Um ano da prisão que não me matou

Exactamente há um ano, no dia 14 de Abril de 2025, deixava o Estabelecimento Penitenciário de Viana (EPV), onde permaneci detido e preso por crimes que nunca cometi. Num Estado de direito democrático, nenhum jornalista comete crimes de calúnia, difamação e abuso de liberdade de imprensa por realizar uma denúncia concreta, sustentada em elementos probatórios expostos na própria reportagem e com declarantes arrolados, funcionários públicos impedidos de falar em tribunal de forma propositada, contra uma alta figura do aparelho judicial.

Carlos Alberto — Jornalista

Antes da publicação, foi assegurado o direito ao contraditório ao então vice-procurador-geral da República, Luís de Assunção Pedro da Mouta Liz, que optou por não responder, amparado numa sensação de impunidade que viria a contaminar todo o processo. Ainda assim, tais elementos foram ignorados pelo juiz, Dr. Domingos Fulevo, num quadro que expôs, com clareza inquietante, as fragilidades e distorções do sistema de justiça angolano.

A minha restituição à liberdade, no dia 14 de Abril de 2025, no ano passado, resultou de um indulto presidencial concedido no âmbito das celebrações dos 50 anos da Independência Nacional e do Dia da Paz e da Reconciliação Nacional, após quase dois anos de cumprimento de pena iniciado a 29 de Setembro de 2023.

Esse período foi marcado por sofrimento, humilhação e tratamento desumano no interior do EPV e do Hospital-Prisão São Paulo (HPSP), numa actuação que, longe de ser isolada, revelava a existência de uma cadeia de comando, traduzida em ordens superiores, e de uma intencionalidade política.

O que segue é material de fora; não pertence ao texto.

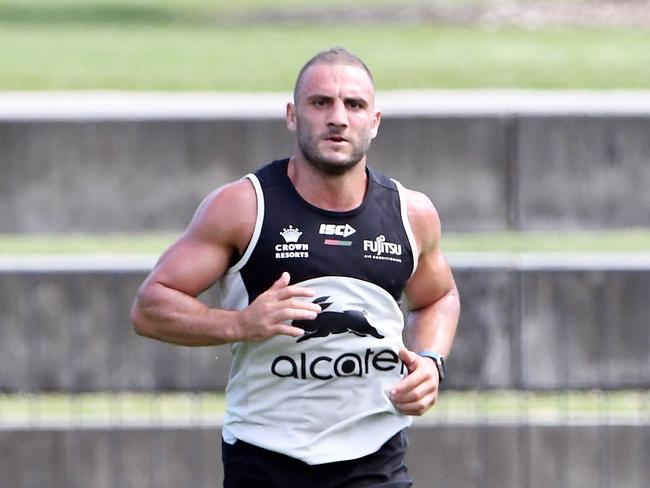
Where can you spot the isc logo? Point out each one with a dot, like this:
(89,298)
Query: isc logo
(336,230)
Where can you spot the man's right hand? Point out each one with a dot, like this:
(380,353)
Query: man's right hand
(266,317)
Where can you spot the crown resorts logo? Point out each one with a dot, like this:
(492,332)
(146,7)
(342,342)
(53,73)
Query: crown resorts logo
(291,247)
(382,250)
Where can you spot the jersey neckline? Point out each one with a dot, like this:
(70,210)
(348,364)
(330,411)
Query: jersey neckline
(284,165)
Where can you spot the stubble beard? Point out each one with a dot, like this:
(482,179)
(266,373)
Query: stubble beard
(309,147)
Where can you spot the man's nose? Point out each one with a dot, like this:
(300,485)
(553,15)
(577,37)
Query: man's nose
(338,114)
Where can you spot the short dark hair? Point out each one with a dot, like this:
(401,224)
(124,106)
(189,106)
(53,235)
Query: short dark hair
(334,55)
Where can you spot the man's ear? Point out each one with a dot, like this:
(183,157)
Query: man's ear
(291,117)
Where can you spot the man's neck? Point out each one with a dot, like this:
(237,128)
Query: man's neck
(339,193)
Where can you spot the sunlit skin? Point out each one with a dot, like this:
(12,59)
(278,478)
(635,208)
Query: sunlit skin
(334,117)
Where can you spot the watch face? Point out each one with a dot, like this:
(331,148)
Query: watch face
(439,359)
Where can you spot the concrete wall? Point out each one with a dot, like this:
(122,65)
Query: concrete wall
(523,325)
(497,167)
(440,456)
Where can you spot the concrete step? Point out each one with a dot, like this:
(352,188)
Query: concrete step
(531,322)
(489,160)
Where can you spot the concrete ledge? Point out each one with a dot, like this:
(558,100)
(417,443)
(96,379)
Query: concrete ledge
(527,322)
(456,455)
(488,160)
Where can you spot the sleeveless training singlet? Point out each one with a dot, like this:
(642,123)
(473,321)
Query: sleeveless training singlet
(322,397)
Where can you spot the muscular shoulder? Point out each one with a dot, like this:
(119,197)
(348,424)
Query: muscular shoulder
(227,216)
(424,220)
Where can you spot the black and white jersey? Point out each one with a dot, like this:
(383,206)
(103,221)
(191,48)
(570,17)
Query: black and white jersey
(324,396)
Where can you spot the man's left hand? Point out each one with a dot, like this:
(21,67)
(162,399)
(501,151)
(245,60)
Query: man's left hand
(416,393)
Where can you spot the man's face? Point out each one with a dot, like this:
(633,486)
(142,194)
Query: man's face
(334,117)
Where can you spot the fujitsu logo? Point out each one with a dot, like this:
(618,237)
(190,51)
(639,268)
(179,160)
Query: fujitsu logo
(379,246)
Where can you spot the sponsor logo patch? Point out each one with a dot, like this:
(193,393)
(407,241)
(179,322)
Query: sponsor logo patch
(291,247)
(381,250)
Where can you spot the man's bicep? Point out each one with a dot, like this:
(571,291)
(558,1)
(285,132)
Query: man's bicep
(192,265)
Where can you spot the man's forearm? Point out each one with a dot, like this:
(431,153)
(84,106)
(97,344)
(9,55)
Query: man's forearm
(168,315)
(434,327)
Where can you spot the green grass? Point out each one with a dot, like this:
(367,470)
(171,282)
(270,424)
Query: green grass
(116,408)
(624,241)
(173,45)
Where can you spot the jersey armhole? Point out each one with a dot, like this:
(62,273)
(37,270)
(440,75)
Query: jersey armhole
(258,225)
(407,225)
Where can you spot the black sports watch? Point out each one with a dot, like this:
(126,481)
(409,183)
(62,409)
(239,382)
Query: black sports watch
(439,359)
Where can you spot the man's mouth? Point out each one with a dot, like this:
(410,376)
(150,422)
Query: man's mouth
(337,139)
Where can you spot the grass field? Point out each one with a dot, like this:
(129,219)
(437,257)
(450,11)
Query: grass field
(209,407)
(624,241)
(174,45)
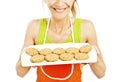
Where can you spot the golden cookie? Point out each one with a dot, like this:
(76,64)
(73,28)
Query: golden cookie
(51,57)
(85,48)
(45,51)
(66,56)
(81,56)
(58,51)
(37,58)
(32,51)
(72,50)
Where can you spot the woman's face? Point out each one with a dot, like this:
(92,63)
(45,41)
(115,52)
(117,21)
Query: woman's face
(60,8)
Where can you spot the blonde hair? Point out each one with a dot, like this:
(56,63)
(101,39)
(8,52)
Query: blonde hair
(73,9)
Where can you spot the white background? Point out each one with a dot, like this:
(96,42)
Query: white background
(16,14)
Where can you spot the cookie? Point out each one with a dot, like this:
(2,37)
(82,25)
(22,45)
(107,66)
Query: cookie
(58,51)
(37,58)
(81,56)
(85,49)
(72,50)
(45,51)
(66,56)
(51,57)
(32,51)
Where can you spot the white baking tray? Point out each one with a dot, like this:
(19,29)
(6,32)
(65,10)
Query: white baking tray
(25,59)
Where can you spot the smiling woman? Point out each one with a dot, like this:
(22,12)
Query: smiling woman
(63,26)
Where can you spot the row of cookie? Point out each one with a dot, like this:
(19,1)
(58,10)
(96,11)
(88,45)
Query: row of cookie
(55,57)
(45,51)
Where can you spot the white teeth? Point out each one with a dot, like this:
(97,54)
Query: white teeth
(60,10)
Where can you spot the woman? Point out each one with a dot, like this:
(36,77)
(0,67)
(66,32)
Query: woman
(59,28)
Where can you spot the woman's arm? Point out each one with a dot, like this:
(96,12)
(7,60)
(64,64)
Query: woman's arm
(98,67)
(29,40)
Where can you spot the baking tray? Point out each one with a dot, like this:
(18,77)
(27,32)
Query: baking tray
(25,58)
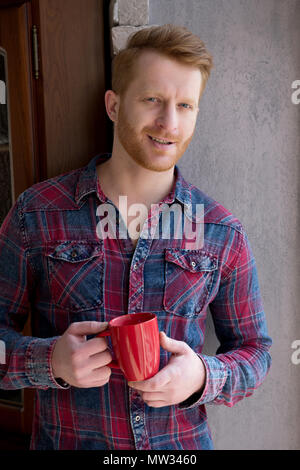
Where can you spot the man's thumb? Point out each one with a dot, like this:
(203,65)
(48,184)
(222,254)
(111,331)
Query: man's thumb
(172,345)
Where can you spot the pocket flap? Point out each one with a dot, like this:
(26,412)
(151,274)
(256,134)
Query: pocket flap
(75,251)
(192,260)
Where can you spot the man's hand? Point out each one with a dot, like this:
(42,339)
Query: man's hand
(178,380)
(80,362)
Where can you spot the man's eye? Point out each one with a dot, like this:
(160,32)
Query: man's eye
(152,99)
(185,106)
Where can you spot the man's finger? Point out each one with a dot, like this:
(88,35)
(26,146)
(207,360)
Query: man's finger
(87,328)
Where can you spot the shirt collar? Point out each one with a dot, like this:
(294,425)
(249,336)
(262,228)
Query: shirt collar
(88,183)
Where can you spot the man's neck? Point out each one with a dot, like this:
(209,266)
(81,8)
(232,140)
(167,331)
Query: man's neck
(121,178)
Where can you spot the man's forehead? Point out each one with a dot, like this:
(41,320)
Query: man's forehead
(154,72)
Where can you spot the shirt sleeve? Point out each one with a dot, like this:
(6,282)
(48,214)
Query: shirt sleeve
(27,360)
(242,360)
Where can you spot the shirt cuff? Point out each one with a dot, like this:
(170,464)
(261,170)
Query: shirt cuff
(216,375)
(38,364)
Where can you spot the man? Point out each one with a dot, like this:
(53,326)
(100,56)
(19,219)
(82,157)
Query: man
(54,261)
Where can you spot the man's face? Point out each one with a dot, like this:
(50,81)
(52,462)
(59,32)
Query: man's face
(160,103)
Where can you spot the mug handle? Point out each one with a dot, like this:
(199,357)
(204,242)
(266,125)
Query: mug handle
(112,364)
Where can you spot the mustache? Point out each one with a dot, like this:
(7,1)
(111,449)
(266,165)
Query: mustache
(155,133)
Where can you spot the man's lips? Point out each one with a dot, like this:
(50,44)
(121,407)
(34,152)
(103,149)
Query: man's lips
(161,141)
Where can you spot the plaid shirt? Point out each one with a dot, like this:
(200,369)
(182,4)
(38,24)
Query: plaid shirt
(53,264)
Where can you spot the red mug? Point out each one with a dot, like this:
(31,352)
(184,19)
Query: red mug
(135,340)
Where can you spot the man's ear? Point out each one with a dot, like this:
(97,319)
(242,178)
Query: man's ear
(112,101)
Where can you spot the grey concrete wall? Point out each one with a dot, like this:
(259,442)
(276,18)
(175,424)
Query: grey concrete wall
(245,154)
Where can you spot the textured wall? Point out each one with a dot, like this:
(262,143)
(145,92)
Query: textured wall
(245,154)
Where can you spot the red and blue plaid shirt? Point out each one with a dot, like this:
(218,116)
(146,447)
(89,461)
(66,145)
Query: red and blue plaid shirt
(54,265)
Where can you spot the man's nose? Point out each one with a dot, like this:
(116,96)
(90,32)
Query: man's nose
(168,118)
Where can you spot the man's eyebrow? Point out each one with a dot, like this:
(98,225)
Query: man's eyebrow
(153,92)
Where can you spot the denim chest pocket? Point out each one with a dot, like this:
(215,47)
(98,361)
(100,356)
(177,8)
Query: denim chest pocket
(189,276)
(75,271)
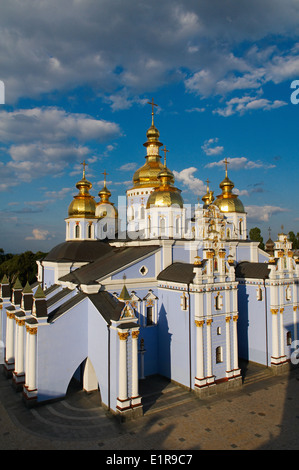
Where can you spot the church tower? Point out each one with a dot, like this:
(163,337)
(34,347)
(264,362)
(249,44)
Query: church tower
(145,179)
(232,207)
(81,220)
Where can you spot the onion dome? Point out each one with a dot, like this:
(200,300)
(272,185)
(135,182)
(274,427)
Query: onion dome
(208,198)
(166,194)
(83,204)
(147,175)
(227,201)
(105,208)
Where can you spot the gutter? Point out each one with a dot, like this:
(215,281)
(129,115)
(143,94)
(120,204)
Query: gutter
(266,322)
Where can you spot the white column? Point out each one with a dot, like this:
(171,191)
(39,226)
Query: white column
(123,402)
(228,354)
(235,344)
(210,377)
(135,363)
(275,353)
(135,399)
(19,365)
(9,353)
(199,354)
(282,339)
(32,359)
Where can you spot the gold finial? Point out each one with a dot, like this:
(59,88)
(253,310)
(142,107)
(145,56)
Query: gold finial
(165,150)
(226,162)
(105,174)
(84,165)
(153,104)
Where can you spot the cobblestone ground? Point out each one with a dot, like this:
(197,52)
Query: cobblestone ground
(261,415)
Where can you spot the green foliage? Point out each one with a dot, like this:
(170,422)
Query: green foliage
(255,236)
(22,266)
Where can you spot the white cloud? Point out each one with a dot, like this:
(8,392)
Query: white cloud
(208,148)
(130,166)
(45,141)
(238,163)
(263,213)
(38,234)
(187,177)
(248,103)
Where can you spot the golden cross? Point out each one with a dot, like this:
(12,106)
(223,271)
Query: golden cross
(84,165)
(226,163)
(165,150)
(105,174)
(153,104)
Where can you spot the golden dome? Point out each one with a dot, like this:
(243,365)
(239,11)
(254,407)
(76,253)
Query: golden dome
(147,175)
(104,207)
(166,194)
(227,201)
(83,204)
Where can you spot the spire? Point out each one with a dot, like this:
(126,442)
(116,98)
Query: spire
(152,104)
(124,295)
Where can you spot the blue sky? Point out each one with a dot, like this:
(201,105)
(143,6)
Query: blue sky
(78,75)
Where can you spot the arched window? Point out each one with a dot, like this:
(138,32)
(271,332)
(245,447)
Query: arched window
(89,231)
(162,226)
(77,230)
(219,356)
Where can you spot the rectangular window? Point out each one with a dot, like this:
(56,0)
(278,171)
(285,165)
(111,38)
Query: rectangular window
(149,315)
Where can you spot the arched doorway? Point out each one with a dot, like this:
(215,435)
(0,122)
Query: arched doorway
(85,379)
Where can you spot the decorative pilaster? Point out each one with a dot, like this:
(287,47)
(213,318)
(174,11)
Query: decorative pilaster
(235,347)
(275,353)
(135,399)
(30,387)
(9,364)
(200,381)
(123,402)
(19,372)
(228,353)
(210,377)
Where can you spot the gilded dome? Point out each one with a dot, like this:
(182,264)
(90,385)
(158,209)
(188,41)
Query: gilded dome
(228,201)
(83,205)
(104,207)
(147,175)
(166,194)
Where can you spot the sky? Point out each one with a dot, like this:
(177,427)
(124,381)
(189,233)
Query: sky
(76,77)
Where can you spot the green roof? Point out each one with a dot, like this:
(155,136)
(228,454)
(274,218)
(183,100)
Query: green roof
(39,293)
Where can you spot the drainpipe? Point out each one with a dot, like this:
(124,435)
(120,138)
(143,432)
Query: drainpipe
(189,312)
(266,321)
(108,330)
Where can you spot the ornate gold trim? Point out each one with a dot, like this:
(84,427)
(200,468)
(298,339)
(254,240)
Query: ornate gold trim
(123,336)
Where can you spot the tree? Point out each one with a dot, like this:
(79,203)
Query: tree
(255,236)
(22,266)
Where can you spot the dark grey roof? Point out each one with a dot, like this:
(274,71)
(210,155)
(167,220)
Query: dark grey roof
(57,312)
(109,263)
(86,250)
(108,306)
(177,272)
(246,269)
(56,297)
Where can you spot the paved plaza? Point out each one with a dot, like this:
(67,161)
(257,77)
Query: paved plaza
(263,414)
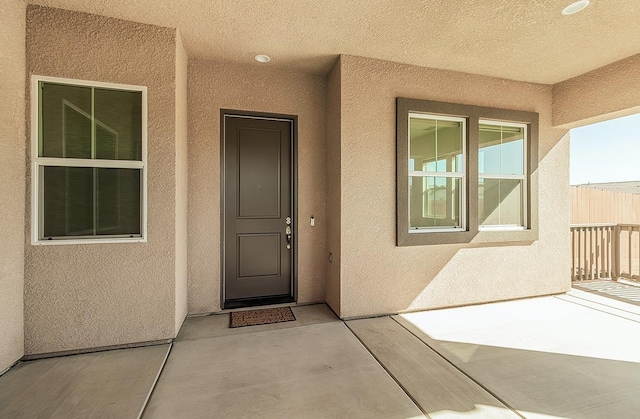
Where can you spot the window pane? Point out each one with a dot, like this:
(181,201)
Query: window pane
(81,201)
(436,145)
(489,151)
(118,116)
(501,150)
(512,158)
(434,202)
(500,202)
(66,121)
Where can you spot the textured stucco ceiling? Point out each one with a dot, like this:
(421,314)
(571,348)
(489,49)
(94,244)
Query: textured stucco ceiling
(526,40)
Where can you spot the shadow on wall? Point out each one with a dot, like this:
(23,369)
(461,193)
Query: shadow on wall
(453,274)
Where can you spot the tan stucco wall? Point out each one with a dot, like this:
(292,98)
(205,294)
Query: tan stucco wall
(82,296)
(182,161)
(214,86)
(12,85)
(606,93)
(334,184)
(378,277)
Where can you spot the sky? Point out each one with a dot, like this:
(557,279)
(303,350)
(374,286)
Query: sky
(606,152)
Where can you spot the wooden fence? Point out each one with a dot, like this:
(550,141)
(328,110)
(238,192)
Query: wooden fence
(590,206)
(605,251)
(605,234)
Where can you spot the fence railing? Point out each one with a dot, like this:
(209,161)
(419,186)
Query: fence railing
(605,251)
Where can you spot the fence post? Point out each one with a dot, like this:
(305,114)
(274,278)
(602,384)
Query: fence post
(615,257)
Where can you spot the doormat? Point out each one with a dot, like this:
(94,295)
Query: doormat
(262,316)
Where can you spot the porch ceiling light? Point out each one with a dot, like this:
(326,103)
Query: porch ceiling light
(261,58)
(575,7)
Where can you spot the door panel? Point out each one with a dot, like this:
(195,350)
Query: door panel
(257,203)
(259,173)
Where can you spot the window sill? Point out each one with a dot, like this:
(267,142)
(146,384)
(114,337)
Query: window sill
(88,241)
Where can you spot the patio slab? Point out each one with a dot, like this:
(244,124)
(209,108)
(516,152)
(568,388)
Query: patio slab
(439,389)
(315,371)
(544,357)
(110,384)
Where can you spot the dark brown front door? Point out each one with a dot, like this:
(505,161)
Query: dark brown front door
(258,217)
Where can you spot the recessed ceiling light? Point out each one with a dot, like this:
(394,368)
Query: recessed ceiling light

Houve momentos em que fontes internas me alertaram para um cenário extremo, segundo o qual a intenção seria a minha saída em condições irreversíveis, num caixão que, segundo essas mesmas fontes, já se encontrava encomendado, motivada pelo conhecimento de informações sensíveis que incomodam sectores dos poderes Executivo e Judicial.

Importa, porém, afirmar com absoluta clareza que a liberdade física que hoje celebro não altera, não condiciona nem silencia as razões que estiveram na base da minha prisão.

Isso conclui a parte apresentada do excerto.